Gluster and Ceph are both excellent and mature technologies, but I see Gluster as a more natural fit for Rockstor’s immediate future given our small team and that we already have the btrfs management in place. Btrfs was incidentally the preferred/recommended backing filesystem for Gluster, they then did a spell of recommending XFS when btrfs hit some sticky bits. Not sure where they stand currently though but since those sticky times btrfs itself has come more of age, i.e. in mass adoption within consumer NAS and in for example openSUSE and Fedora more of late.

Sorry to have waffled a tad there, super interesting stuff and I’m itching to be pushing ahead on this but all in good time. Django update + Python 3 first then more play with the fancies I think.

Glad to here it and thanks for your input.

GeoffA · September 8, 2021, 4:19pm

That must be mine - it has the same IP address

Seriously though, looks a nice bit of kit. If I had $1k down the back of the sofa that is lol.

DrC · September 10, 2021, 6:56am

It’s a great piece of hardware but the software is a bit crippled, so I do have some regrets. But It does really blast out bits which is nice.

It does it’s btrfs raid with lvm rather than btrfs DUP which is weird (but it also supports ext4 raid the same way so I guess they bork it down to the lowest common denominator). Not having a full OS to butcher, err i mean hack makes me sad too.

Oh well, it has all the hardware i need, just a pity i cant run rockstor on it.

phillxnet · September 10, 2021, 12:08pm

@DrC Re

Maybe there is some DIY NAS software that closer fits your needs, or is accessble to your own input maybe . I’ve heard Rockstor v4 is worth a try.

Yes there are several consumer NAS arrangements the do likewise, or via mdraid. Feels a bit half hearted to me but it’s what they know. But again, there are alternative NAS software projects that may come in with such things.

Why not. Have they in-fact hobbled it. The listed compatibility has lots of OS’s, maybe they mean for connection purposes. Also the eMMC is listed at 4GB so that’s tight but may be doable. We also have a customisable DIY installer you know . So if it needs special treatment you may be able to develop a custom profile for it. But likely there is a work-around like booting it from an unused sata port or even a USB3.0 attached system disk. Assuming the no-hobbled bit. Plus I bet they have used a pre-existing (read kernel build-in) module for the build-in display.

Likely you will need to re-do all data on it though as we don’t mess with anything but btrfs down to the hardware to keep the ‘layers’ to a minimum and to keep only one ‘player’ all the way down which is part and parcel of a more predictable arrangement I think.
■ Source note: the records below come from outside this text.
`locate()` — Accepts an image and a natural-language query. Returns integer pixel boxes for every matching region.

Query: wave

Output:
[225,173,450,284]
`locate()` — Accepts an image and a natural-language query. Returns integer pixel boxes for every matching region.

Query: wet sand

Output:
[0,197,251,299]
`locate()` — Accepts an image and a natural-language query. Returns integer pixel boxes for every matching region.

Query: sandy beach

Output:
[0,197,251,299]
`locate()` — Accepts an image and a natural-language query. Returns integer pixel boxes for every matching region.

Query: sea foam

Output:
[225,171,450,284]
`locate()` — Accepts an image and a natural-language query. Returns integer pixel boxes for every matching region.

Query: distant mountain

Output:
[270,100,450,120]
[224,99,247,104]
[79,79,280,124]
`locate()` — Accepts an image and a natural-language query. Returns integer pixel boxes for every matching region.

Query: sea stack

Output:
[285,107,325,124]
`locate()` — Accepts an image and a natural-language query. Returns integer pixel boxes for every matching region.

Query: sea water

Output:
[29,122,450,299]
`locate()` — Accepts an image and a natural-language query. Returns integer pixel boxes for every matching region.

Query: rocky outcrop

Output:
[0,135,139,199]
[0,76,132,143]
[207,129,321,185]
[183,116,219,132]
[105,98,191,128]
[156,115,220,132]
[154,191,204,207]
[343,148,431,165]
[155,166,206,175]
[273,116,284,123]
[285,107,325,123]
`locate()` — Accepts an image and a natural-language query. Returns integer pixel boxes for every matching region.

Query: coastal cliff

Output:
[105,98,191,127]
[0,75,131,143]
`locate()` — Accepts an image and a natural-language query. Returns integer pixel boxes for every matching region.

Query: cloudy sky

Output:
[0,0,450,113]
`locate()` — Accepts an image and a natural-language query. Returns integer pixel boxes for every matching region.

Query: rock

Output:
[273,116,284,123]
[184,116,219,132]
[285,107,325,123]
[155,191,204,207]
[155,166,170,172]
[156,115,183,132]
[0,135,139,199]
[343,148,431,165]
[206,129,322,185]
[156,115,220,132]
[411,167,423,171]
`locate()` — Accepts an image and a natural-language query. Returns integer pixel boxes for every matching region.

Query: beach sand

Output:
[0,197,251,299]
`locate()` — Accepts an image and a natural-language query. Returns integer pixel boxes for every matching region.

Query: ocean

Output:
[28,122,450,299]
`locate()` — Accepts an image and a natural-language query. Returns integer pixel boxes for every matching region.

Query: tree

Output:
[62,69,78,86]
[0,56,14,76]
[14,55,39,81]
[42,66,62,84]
I.e. btrfs only has to play nicely with itself. No other partition management no other device management. Just data pools on bare whole-disk devices.

They also likely have a serial console so if you can hook-up to that you are at least part way there. I don’t see a generic hdmi or vga output? Our ARM64EFI profiles have an example of additional serial console kernel command line additions that may help if you do get a serial adapter hooked up.

Fun to see Rockstor running on all-sorts so let us know if you go that way. It is at least x86_64 based so you may well have a smooth time of it once you get a console rigged up.